Mathieu Sacha Grujicic (born 2 June 2007), is a French-German college basketball player for Ohio State Buckeyes of the Big Ten Conference. He has also played in the German national team's youth teams. Standing at 6 ft 5 in (1.96 m), Grujicic plays in the shooting guard position.

==Early life and youth career==
Grujicic was born in Arles, France in 2007. His family moved to Germany in 2012 and Grujicic started playing basketball in the youth ranks of Alba Berlin. Grujicic joined the FC Barcelona academy in the summer of 2023. He played with Barcelona's reserve team, FC Barcelona B, in Tercera FEB, becoming an important player in the team. He also took part in the Euroleague Basketball Next Generation Tournament phase held in Ulm in February 2025, in which he was named MVP.

==College career==
In June 2025, Grujicic joined the Ohio State Buckeyes in the Big Ten Conference of the NCAA. Regarded as a young prospect in European basketball, Grujicic's performance in the 2025 FIBA U18 EuroBasket impressed before his debut with the Buckeyes.

==Professional career==
===FC Barcelona (2023–25)===
Grujicic made his professional debut in April 2025, while still a FC Barcelona B player. He played his first minutes for the FC Barcelona first team in a Liga ACB game against Dreamland Gran Canaria in the 2024–25 season. He had already been called up by the senior team in previous games, as other Barcelona youth players, due to the team's injury problems during the season.

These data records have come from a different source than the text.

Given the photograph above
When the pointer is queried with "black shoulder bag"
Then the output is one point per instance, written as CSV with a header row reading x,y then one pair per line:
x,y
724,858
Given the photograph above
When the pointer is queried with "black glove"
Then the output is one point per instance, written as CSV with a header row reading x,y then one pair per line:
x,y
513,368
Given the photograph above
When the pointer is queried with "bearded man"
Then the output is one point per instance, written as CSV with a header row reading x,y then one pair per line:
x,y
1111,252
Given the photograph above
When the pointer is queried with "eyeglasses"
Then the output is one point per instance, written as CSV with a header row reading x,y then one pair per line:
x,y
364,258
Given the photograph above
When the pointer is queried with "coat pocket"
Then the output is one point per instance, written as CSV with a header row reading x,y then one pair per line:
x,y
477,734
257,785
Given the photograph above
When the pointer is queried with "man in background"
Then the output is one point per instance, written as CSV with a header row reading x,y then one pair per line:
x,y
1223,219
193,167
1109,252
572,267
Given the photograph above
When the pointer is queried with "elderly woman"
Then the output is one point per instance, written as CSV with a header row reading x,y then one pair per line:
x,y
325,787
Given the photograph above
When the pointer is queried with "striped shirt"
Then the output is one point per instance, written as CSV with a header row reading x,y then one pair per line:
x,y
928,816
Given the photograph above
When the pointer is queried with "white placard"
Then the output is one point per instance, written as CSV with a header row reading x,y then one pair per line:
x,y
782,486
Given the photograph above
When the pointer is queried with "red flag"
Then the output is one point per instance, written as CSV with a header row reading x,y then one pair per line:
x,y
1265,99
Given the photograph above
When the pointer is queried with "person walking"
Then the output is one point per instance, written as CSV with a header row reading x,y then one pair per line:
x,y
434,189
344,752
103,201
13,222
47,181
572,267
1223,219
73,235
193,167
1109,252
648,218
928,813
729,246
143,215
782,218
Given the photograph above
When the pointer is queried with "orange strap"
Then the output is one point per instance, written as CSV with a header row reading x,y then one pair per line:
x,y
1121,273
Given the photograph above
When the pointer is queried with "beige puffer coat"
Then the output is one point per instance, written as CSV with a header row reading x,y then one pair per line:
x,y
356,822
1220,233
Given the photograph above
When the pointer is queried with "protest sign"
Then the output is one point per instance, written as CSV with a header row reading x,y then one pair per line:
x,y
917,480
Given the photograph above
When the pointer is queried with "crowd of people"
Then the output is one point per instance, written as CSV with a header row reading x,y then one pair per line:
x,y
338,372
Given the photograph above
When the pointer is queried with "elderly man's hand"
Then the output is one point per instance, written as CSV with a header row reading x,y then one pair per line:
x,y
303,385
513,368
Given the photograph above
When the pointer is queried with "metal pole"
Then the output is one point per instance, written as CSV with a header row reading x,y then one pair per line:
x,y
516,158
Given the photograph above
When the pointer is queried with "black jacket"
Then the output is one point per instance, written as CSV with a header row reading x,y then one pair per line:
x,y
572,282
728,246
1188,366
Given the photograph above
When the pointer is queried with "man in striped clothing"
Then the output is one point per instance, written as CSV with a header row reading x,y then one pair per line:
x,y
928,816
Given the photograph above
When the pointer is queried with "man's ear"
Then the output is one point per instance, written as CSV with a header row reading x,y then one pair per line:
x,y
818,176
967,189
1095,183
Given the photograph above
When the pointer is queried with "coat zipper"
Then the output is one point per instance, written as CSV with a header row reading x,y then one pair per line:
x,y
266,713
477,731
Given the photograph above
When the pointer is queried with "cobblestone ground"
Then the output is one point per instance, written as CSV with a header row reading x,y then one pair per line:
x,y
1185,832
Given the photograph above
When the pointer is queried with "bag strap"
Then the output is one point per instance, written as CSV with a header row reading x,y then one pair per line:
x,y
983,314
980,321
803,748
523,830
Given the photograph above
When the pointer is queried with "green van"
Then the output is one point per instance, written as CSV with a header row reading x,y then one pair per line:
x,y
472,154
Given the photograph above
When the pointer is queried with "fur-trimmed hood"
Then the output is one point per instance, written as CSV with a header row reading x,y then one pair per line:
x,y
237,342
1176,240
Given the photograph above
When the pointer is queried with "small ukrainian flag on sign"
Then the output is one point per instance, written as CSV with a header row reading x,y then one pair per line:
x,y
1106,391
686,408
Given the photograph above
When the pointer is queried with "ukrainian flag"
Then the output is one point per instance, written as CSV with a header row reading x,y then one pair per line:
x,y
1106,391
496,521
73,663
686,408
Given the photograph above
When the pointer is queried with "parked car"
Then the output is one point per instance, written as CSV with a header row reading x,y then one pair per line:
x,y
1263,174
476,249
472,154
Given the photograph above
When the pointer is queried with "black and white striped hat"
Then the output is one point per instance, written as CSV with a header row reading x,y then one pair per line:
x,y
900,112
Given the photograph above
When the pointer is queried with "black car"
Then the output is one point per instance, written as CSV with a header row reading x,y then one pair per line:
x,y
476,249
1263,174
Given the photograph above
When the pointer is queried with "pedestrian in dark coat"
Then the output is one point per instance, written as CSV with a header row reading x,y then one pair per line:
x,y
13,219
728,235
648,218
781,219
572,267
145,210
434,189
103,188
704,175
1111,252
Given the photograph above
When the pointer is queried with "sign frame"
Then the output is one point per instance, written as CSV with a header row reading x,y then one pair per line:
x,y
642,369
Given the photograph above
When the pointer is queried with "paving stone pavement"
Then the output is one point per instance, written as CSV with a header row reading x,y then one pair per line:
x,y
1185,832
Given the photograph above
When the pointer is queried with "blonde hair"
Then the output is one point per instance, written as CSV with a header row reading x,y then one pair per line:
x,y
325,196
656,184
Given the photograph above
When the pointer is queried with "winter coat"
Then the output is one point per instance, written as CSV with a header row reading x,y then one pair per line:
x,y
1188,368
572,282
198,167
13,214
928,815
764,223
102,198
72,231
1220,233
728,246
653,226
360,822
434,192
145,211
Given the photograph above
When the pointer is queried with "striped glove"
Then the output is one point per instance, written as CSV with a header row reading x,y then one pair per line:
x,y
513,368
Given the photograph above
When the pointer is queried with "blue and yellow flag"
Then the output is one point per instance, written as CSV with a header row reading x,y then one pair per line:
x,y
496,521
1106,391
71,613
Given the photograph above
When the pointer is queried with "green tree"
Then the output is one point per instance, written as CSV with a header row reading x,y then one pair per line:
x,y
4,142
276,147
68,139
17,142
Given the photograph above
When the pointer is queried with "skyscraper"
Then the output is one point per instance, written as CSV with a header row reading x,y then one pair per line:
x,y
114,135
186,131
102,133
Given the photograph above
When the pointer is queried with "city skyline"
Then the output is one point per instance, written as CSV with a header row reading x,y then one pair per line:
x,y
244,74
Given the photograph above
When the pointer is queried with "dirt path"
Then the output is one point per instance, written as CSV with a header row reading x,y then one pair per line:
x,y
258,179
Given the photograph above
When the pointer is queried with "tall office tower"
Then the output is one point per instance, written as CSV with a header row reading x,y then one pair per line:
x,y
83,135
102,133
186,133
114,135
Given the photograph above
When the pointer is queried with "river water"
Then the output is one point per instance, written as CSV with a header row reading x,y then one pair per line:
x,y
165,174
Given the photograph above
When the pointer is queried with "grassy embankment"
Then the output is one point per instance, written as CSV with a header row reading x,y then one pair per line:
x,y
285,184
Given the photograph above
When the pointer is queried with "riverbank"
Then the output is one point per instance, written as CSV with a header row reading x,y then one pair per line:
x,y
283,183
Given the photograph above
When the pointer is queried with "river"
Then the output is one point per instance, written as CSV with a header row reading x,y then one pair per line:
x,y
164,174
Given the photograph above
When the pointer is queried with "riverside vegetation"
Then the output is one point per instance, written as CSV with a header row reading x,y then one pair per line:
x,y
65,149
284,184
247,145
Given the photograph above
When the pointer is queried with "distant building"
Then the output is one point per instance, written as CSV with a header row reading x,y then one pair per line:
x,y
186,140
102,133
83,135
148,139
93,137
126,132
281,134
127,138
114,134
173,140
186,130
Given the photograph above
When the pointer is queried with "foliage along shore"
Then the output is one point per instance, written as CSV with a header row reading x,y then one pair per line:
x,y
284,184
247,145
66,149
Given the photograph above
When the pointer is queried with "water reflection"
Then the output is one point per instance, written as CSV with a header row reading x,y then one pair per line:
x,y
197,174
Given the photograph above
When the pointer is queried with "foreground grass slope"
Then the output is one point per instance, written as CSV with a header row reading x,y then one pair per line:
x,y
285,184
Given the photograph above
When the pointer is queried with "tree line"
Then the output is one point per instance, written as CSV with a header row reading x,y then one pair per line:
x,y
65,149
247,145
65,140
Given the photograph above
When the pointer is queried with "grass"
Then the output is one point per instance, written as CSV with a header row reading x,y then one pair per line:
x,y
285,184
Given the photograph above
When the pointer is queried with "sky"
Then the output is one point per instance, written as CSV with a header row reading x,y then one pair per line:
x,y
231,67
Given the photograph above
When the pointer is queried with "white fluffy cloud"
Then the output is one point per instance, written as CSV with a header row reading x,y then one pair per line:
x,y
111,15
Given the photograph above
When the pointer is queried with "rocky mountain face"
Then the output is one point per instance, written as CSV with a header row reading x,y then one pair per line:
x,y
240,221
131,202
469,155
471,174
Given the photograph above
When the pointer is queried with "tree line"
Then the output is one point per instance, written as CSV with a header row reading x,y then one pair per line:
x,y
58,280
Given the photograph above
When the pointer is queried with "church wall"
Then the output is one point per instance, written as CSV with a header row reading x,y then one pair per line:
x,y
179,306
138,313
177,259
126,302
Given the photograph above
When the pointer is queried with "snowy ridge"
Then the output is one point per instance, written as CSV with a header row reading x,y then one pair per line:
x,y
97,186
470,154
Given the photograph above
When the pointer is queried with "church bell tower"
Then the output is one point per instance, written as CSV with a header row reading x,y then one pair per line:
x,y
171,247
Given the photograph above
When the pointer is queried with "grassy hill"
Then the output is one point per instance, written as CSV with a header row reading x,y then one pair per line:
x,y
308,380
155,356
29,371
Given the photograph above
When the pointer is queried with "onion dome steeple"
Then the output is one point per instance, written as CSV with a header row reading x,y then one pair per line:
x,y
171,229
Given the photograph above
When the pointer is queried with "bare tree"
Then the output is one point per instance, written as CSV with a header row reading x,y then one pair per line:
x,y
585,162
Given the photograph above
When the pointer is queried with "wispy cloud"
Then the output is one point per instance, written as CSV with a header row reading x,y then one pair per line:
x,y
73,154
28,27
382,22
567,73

Grujicic would go on to make his EuroLeague debut only a few days later, on 23 April 2025. It would be in a 2025 EuroLeague Playoffs game against AS Monaco at the Salle Gaston Médecin. He also saw game time in the second game of the series. His time at Barcelona ended in the summer of 2025, as he left to pursue college basketball in the United States. As Grujicic left Barcelona, he was regarded by several media sources as one of the many basketball prospects that chose to leave Europe for the NCAA.

==National team career==
Grujicic has played in several international tournaments with the youth ranks of the German national team, playing for the U16 team in the 2023 U16 European Championship. He also took part in the 2025 FIBA U18 EuroBasket with the German U18 team. Grujicic was one of the team's statistical leaders, averaging 24.6 points over seven games and helping the Germans reach the quarterfinals.